The larger that non-centrality parameter, the greater the shift to the right of the F-distribution, and the greater the statistical power.

## Effect of ncp for ndf = 2 and ddf = 100

ndf ddf fCrit ncp pFgtFCrit
A 2 10 4.102821 0 0.0500000
B 2 10 4.102821 2 0.1775840
C 2 10 4.102821 5 0.3876841
D 2 10 4.102821 10 0.6769776
E 2 100 3.087296 0 0.0500000
F 2 100 3.087296 2 0.2199264
G 2 100 3.087296 5 0.4910802
H 2 100 3.087296 10 0.8029764

• All comparisons in this sections are at the same values of ncp defined above.
• And between ddf = 100 and ddf = 10.

### Fig. E

• This corresponds to ncp = 0, ndf = 2 and ddf = 100.
• The critical value is fCrit_2_100 = 3.0872959. Notice the decrease compared to the previous value for ncp = 0, i.e., 4.102821, for ddf = 10.
• One expects that increasing ddf will make it more likely that the NH will be rejected, and this is confirmed below.
• All else equal, statistical power increases with increasing ddf.

### Fig. F

• This corresponds to ncp = 2, ndf = 2 and ddf = 100.
• The probability of exceeding the critical value is prob > fCrit_2_100 = 0.2199264, greater than the previous value, i.e., 0.177584 for ddf = 10.

### Fig. G

• This corresponds to ncp = 5, ndf = 2 and ddf = 100.
• The probability of exceeding the critical value is prob > fCrit_2_100 = 0.4910802.
• This is greater than the previous value, i.e., 0.3876841 for ddf = 10.

### Fig. H

• This corresponds to ncp = 10, ndf = 2 and ddf = 100.
• The probability of exceeding the critical value is prob > fCrit_2_100 is 0.8029764.
• This is greater than the previous value, i.e., 0.6769776 for ddf = 10.
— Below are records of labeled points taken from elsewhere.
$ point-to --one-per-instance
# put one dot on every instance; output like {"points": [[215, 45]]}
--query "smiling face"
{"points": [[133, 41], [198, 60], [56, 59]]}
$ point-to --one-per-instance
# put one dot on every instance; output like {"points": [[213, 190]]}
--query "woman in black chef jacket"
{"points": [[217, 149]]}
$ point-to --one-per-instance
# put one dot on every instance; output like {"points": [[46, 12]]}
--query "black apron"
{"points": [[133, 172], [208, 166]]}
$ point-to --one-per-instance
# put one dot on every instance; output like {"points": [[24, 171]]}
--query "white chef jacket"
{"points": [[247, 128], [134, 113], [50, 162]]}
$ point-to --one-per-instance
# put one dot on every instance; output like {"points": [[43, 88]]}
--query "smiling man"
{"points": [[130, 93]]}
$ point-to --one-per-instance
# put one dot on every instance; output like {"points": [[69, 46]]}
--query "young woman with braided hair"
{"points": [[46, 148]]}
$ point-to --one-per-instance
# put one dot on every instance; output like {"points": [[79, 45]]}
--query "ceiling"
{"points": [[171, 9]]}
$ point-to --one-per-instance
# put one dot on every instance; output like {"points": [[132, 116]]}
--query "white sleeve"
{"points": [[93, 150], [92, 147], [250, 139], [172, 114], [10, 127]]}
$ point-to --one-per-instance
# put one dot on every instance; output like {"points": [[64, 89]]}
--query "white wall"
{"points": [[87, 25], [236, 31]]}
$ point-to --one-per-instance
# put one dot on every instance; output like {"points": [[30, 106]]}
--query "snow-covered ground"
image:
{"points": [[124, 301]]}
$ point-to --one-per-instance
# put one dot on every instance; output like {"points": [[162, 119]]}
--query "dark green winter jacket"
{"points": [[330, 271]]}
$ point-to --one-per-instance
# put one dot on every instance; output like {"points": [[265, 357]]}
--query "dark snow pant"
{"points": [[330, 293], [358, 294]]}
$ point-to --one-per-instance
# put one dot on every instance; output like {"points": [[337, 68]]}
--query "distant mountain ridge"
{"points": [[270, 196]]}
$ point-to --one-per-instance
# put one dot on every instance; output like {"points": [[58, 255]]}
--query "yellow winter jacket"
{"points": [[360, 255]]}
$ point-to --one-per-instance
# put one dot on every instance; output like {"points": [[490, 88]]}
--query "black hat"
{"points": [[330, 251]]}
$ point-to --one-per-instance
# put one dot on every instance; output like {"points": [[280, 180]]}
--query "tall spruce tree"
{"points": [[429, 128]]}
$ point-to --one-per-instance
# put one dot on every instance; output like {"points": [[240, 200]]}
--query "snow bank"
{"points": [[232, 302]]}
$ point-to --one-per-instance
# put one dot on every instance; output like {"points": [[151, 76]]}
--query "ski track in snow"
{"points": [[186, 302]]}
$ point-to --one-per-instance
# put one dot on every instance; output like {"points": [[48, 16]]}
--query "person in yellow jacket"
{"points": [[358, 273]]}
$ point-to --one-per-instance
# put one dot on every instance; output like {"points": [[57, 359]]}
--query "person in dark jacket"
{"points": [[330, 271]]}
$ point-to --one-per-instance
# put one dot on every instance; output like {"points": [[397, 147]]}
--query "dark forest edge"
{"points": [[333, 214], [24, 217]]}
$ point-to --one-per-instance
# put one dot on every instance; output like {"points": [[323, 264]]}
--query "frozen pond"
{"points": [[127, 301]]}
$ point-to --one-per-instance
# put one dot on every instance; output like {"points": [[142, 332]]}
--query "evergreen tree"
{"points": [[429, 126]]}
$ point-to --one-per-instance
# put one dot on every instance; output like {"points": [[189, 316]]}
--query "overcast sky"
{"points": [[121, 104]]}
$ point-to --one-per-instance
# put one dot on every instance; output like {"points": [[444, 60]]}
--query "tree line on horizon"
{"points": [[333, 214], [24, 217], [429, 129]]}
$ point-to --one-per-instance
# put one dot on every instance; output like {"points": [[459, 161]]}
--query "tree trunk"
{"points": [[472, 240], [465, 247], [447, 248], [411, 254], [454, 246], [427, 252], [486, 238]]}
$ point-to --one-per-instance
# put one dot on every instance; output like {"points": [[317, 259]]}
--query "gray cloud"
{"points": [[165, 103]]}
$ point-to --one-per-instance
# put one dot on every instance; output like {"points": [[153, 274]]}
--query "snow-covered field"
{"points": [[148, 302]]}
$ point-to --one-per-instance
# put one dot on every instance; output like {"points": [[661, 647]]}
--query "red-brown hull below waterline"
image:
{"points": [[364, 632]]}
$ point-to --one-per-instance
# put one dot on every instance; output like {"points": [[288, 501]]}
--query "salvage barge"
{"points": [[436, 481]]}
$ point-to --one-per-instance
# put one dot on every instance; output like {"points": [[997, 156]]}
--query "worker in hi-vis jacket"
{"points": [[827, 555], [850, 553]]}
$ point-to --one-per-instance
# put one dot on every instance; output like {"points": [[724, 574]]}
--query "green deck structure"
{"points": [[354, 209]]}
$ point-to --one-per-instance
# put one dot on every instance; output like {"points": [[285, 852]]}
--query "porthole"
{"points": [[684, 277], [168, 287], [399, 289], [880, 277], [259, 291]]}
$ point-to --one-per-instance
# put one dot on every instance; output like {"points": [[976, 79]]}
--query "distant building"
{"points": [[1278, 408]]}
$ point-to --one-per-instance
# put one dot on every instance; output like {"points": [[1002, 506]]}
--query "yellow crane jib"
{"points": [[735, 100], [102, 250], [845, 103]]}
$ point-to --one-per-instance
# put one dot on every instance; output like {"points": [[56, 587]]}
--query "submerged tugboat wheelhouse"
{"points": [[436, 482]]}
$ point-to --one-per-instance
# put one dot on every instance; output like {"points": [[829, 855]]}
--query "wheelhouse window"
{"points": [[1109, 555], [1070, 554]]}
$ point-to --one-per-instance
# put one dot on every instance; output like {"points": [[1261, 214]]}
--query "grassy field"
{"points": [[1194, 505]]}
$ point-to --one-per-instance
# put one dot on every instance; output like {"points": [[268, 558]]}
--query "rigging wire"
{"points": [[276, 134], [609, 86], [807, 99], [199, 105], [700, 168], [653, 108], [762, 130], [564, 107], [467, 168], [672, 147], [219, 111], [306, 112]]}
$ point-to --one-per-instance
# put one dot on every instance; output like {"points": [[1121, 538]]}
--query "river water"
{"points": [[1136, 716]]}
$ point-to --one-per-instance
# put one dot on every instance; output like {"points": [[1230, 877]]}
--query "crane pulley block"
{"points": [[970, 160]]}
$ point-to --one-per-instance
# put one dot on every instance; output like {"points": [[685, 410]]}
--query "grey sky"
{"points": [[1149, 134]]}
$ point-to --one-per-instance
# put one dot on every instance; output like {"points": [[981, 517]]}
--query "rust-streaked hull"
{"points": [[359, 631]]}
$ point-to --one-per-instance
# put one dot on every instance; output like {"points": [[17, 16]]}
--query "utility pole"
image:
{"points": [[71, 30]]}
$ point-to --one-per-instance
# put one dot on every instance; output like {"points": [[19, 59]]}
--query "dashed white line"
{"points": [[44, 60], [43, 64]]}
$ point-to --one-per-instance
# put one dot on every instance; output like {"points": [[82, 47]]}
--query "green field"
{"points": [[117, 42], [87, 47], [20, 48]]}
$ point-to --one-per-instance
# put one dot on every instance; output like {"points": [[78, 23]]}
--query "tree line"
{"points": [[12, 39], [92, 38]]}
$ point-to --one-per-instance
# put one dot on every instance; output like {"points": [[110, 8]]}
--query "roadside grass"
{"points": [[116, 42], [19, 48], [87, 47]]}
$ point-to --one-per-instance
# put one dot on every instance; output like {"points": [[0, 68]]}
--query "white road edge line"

## Effect of ncp for ndf = 1, ddf = 100

ndf ddf fCrit ncp pFgtFCrit
A 2 10 4.102821 0 0.0500000
B 2 10 4.102821 2 0.1775840
C 2 10 4.102821 5 0.3876841
D 2 10 4.102821 10 0.6769776
E 2 100 3.087296 0 0.0500000
F 2 100 3.087296 2 0.2199264
G 2 100 3.087296 5 0.4910802
H 2 100 3.087296 10 0.8029764
I 1 100 3.936143 0 0.0500000
J 1 100 3.936143 2 0.2883607
K 1 100 3.936143 5 0.6004962
L 1 100 3.936143 10 0.8793619

• All comparisons in this sections are at the same values of ncp defined above and at ddf = 100.
• And between ndf = 1 and ndf = 2.

### Fig. I

• This corresponds to ncp = 0, ndf = 1 and ddf = 100.
• The critical value is fCrit_1_100 = 3.936143.
• Notice the increase in the critical value as compared to the corresponding value for ndf = 2, i.e., 3.0872959.
• One might expect power to decrease, but see below.

### Fig. J

• This corresponds to ncp = 2, ndf = 1 and ddf = 100.
• Now prob > fCrit_1_100 = 0.2883607, larger than the previous value 0.2199264.
• The power has actually increased.

### Fig. K

• This corresponds to ncp = 5, ndf = 1 and ddf = 100’,
• Now prob > fCrit_1_100 = 0.6004962, larger than the previous value 0.4910802.
• Again, the power has actually increased.

### Fig. L

• This corresponds to ncp = 10, ndf = 1 and ddf = 100
• Now prob > fCrit_1_100 is 0.8793619, larger than the previous value 0.8029764.
• The power has actually increased.

## Summary

• Power increases with increasing ddf and ncp.
• The effect of increasing ncp is quite dramatic. This is because power depends on the square of ncp.
• Decreasing ndf also increases power. At first glance this may seem counterintuitive, as fCrit has gone up, but is explained by the differing shapes of the two distributions: the pdf is broader for ndf = 1 as compared to ndf` = 2 (compare Fig. L to H).

## References

Chakraborty, Dev P. 2017. Observer Performance Methods for Diagnostic Imaging - Foundations, Modeling, and Applications with R-Based Examples. Book. Boca Raton, FL: CRC Press.